Import Genomics DB data using Ansible - GenomicsDB/GenomicsSampleAPIs GitHub Wiki

The genomicsdb-webserver playbook repo is meant to be used as a quick and easy way to import genomics db data (tile db and meta db), and setup a working genomics db webserver at a target node. This also means that the data has to be exported from another instance, and made available to the playbook.

The genomicsdb-webserver playbook uses the genomicsdb playbook, hence all the infrastructure setup and variables from that playbook are applicable.
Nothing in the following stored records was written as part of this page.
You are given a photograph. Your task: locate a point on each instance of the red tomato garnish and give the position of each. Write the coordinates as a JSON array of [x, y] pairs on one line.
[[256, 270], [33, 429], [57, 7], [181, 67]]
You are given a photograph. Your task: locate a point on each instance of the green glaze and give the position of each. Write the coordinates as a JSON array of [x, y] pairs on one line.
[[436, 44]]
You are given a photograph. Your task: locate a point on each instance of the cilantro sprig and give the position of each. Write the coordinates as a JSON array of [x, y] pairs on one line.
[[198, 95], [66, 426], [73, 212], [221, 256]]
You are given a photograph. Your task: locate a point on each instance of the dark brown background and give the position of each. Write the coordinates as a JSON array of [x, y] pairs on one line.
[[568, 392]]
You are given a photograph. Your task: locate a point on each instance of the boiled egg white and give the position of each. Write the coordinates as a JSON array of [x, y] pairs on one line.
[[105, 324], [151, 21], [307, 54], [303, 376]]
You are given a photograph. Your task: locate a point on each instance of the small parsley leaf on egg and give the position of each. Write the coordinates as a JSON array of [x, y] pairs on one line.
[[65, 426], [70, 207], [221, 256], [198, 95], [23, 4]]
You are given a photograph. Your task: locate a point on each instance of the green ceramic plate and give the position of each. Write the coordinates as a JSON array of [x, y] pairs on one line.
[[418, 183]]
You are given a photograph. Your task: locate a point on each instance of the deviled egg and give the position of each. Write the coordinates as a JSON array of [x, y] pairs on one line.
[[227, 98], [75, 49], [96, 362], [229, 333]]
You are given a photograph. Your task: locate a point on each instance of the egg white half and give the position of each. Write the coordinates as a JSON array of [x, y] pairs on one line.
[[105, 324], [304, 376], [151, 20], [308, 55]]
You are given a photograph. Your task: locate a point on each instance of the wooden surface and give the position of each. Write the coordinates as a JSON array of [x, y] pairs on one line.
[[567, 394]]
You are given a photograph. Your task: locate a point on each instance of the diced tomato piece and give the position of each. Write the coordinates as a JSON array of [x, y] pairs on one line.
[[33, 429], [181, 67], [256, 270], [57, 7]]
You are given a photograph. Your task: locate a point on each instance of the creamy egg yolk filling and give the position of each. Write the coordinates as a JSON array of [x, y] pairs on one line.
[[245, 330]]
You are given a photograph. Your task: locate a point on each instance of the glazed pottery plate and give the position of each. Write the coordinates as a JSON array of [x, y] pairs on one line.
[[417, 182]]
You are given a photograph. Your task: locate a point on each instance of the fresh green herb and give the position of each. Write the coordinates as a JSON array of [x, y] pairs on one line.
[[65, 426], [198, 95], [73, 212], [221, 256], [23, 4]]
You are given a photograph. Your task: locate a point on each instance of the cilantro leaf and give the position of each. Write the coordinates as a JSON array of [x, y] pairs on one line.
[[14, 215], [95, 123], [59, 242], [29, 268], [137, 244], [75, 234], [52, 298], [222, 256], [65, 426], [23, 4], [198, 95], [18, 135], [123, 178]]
The details of the genomicsdb playbook can be found here

The Ansible playbook - genomicsdb-webserver will setup the following

  1. Copy the data set from target to the host node
  2. Load the data into Tile DB
  3. Import the data into Meta DB
  4. Update Meta DB with the workspace and array name that the playbook uses
  5. Setup nginx configuration
  6. Setup GA4GH configuration
  7. Setup GA4GH service
  8. Start both nginx and GA4GH service

In addition to the variables from the genomicsdb playbook, the following variables can be overridden (if necessary). The defaults can be found in defaults/main.yml under the genomicsdb-webserver role

Name Description
array_name Name of the tile db array
system_services_path Path where system services are stored
system_services_extension File extension for the services file.
webserver_port Externally available port where the webserver can be accessed
import_path Path where the tiledb_csv and metadb_csv files are available
metadb_file Name of the db.gz file that has the Meta DB data (Export using `pg_dump --no-owner --data-only -d db_name
callset_mapping_file Name of the callset mapping file for GenomicsDB import, contains callset information mapping for GenomicsDB. NOTE callset_mapping_file also contains the path to the files that will be used during the import process. The path has to be accessible from the node for the owner_user.
vid_mapping_file Name of vid mapping file for GenomicsDB import, contains fields and reference set information for GenoimcsDB.
size_per_column_partition Buffer size that GenomicsDB will allocate while reading sample/CallSet. See GenomicsDB wiki for more info.
delete_and_create_tiledb_array If set to true, GenomicsDB loading process will delete existing data in the array.